Lost worlds and ports of call

Month: October 2014

Library additions

Along with the four Henning Mankell books pictured here, all with a curiously similar cover design, I’ve bought four other Mankell novels, six Per Wahloo (and Maj Sjowall) novels, two Asa Larrson novels, five by Jo Nesbø, a couple of P.D. James books (one fiction, one non-fiction), a Patricia Highsmith classic, and a detective book by the 2014 Nobel Literature Prize winner: the French writer, Patrick Modiano.

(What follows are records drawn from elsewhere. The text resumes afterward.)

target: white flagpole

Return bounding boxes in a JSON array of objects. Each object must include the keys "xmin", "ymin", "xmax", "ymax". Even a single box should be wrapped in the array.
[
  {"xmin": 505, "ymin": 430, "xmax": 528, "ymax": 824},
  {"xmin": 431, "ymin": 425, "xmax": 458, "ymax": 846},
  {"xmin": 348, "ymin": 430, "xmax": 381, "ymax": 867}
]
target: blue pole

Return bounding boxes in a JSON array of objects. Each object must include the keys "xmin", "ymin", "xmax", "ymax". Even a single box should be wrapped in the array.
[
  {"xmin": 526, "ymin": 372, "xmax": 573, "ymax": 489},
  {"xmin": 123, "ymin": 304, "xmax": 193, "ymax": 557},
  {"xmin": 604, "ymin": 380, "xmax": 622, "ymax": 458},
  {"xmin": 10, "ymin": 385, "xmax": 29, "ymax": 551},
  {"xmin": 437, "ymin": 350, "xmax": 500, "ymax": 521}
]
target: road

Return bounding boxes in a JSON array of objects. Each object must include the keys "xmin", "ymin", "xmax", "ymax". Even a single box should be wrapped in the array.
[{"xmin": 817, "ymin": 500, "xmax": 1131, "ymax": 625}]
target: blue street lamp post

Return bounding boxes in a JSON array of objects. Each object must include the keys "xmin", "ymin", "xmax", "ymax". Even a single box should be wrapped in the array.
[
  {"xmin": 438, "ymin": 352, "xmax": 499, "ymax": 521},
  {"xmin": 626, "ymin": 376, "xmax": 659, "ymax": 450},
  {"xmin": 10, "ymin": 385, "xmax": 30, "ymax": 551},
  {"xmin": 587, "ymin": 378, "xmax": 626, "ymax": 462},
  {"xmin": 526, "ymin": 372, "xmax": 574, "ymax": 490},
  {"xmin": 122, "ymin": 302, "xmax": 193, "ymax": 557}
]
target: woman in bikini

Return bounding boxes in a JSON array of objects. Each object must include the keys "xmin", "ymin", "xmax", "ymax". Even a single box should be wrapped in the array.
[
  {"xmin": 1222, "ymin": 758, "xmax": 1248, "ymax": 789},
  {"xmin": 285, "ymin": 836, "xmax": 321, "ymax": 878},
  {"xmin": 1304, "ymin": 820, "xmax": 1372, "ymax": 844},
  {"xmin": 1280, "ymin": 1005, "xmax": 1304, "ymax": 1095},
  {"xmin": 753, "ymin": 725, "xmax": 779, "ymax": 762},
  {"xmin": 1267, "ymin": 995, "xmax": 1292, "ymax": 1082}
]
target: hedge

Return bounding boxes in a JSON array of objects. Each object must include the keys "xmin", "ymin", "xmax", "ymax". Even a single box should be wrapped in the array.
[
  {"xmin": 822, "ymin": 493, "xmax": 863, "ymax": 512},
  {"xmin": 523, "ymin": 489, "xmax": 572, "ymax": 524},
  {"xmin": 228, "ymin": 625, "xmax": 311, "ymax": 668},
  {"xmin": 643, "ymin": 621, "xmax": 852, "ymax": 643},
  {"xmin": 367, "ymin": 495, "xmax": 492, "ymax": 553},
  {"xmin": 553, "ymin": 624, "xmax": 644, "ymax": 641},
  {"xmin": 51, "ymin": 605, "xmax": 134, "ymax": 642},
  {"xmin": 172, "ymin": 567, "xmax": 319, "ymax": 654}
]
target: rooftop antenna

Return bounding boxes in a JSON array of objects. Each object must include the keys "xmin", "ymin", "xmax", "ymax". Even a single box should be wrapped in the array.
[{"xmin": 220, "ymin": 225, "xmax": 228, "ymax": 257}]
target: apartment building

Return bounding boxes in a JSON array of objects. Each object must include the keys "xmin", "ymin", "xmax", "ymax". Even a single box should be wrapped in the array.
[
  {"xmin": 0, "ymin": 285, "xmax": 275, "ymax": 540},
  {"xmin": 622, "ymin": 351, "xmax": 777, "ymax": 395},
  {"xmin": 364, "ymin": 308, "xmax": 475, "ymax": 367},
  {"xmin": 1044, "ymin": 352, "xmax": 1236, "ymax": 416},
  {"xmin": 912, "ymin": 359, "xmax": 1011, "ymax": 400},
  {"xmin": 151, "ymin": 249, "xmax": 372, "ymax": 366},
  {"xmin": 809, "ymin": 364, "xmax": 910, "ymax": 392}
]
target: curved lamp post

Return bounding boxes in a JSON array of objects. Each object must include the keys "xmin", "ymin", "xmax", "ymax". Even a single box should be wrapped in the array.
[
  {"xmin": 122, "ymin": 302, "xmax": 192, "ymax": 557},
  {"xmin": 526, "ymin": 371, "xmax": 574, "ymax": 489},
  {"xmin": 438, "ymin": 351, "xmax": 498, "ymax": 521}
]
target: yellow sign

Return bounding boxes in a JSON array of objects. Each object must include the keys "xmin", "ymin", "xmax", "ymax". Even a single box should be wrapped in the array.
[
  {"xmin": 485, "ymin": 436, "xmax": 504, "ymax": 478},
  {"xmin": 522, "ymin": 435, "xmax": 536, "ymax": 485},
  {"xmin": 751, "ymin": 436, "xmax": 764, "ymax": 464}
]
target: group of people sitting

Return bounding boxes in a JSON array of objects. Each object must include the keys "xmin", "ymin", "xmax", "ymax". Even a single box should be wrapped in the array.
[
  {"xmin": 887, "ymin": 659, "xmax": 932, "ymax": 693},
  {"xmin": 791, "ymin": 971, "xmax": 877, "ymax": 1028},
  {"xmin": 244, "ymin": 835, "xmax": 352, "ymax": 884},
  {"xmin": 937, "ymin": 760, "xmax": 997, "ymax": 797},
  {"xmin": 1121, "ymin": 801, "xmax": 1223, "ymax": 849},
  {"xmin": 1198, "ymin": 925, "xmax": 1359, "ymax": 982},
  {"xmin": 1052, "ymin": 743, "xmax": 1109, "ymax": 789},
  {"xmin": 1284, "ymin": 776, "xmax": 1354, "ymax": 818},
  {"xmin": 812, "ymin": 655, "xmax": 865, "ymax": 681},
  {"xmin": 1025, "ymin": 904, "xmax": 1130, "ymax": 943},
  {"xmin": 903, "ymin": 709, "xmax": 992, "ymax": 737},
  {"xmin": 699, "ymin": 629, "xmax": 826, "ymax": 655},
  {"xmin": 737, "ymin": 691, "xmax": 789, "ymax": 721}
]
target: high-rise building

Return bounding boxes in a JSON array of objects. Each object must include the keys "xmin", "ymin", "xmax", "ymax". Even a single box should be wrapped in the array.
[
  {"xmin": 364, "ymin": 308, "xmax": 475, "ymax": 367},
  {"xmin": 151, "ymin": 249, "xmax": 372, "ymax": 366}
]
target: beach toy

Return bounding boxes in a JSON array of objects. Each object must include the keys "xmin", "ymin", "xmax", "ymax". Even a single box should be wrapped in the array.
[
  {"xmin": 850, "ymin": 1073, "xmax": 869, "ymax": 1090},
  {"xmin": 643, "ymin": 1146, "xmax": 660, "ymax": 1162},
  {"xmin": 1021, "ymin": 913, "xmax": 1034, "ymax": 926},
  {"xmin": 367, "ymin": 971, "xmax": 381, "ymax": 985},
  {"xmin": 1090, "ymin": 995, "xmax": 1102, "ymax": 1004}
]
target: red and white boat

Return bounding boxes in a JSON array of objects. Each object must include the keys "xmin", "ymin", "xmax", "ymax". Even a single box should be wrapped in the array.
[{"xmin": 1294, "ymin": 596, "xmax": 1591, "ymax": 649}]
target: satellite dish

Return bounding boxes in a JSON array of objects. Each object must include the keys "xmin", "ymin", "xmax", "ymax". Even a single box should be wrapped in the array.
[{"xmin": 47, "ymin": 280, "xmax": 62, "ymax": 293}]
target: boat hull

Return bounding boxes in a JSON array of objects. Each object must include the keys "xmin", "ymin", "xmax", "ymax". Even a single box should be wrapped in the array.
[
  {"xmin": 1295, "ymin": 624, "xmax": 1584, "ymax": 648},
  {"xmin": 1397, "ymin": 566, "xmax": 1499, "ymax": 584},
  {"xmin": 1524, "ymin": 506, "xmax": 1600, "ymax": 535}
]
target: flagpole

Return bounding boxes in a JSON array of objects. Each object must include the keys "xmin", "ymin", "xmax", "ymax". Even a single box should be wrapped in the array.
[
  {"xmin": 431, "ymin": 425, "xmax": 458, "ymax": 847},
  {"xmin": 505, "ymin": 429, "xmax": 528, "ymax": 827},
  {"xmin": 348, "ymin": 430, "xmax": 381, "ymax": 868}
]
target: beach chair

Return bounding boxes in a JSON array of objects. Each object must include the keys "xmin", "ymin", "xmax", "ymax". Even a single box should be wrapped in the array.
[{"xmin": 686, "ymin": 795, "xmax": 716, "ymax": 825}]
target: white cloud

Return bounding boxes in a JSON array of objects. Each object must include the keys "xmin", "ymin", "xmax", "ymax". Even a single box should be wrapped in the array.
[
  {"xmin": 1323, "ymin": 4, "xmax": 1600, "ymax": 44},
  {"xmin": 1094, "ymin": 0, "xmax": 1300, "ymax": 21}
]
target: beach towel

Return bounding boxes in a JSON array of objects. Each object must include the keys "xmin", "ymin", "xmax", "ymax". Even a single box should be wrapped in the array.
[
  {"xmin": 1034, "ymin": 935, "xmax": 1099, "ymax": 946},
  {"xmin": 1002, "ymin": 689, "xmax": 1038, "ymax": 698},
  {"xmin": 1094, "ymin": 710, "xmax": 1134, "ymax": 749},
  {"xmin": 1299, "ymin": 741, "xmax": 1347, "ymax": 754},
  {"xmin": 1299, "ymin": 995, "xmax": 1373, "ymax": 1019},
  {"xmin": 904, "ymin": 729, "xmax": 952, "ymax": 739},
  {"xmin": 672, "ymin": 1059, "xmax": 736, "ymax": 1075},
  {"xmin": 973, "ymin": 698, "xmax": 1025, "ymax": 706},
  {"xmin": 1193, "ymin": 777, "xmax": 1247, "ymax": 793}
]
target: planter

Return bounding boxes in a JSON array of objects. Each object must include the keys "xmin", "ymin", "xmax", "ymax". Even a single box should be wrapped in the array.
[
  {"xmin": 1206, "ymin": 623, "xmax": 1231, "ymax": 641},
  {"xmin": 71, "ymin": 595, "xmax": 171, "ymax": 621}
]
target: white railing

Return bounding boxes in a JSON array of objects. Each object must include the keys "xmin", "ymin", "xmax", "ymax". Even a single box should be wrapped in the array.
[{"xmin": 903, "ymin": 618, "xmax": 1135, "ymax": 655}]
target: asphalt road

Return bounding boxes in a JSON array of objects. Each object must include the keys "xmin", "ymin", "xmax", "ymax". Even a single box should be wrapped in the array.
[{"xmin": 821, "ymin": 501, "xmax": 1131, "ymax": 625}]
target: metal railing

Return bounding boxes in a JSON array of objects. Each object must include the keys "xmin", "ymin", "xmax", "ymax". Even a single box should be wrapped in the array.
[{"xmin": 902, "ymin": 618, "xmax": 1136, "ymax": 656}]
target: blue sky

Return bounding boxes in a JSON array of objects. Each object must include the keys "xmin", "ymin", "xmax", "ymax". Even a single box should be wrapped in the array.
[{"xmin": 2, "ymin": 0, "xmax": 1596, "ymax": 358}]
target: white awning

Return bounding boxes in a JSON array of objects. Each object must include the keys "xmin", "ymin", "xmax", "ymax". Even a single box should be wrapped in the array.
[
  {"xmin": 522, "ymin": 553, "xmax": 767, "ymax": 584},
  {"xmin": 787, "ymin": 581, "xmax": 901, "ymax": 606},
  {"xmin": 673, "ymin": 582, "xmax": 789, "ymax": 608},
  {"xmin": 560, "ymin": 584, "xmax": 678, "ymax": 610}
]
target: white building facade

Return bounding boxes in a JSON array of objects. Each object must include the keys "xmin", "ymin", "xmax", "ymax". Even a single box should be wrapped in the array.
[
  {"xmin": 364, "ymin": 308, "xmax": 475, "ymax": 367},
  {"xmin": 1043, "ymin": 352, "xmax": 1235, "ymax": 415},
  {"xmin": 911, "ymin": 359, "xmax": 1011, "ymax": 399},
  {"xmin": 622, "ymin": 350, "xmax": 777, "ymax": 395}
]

Scandinavian crime landscapes

Scandinavian crime landscapes

I haven’t read all the books yet. Nesbø has a cinematic and kinetic style, steeped in Hollywood. His anti-hero is dark, bitter, unlikeable. Mankell is more sedate, his main character morose but not as bitter and self-destructive as Nesbø’s Harry Hole. I’m still reading Asa Larrson, and don’t yet have a feel for her main characters yet. I know the Highsmith novel will annoy me, because the main character is a conman, a crook, a swindler. I haven’t read James in well over a decade, but I used to like her books. Wahloo and Sjowall come highly recommended, and I look forward to reading their books.

Revisiting crime fiction

Growing up in the 1980s I read fiction across all genres. A teenager at the time, I read my own books, but also read as many books as possible from my parents’ shelves. This included thrillers like Alistair MacLean, Hammond Innes, Wilbur Smith, crime writers like Ed McBain and Agatha Christie, along with a host of names long since forgotten.

The past two decades I’ve generally not read much crime fiction, with the exception of the Norwegian writer Gunnar Staalesen. He lives and writes about Bergen, a place I lived a few years, and where I have roots. The names of other crime/mystery writers slide past my consciousness, but I tended to either read science fiction or American novels from the early twentieth century.

A couple of years ago I read Stieg Larsson’s Millennium trilogy, like so many others. This year I picked up a couple of Ian Rankin books, and once again I feel the strong pull of crime fiction. Oddly enough, I’m reading quite a few Scandinavian and European books, from Rankin to Andrea Camilleri, to Jo Nesbø to Asa Larsson, along with other Swedish writers like Henning Mankel and Per Wahlöö.

I have yet to dive into American crime fiction, but I have list of names, most of them authors I’ve never read, which I think is an exciting prospect.

There used to be a book store in San Antonio called “Remember the Alibi.” I find it tragic that this store is gone, but even more so now that I’m re-discovering this genre.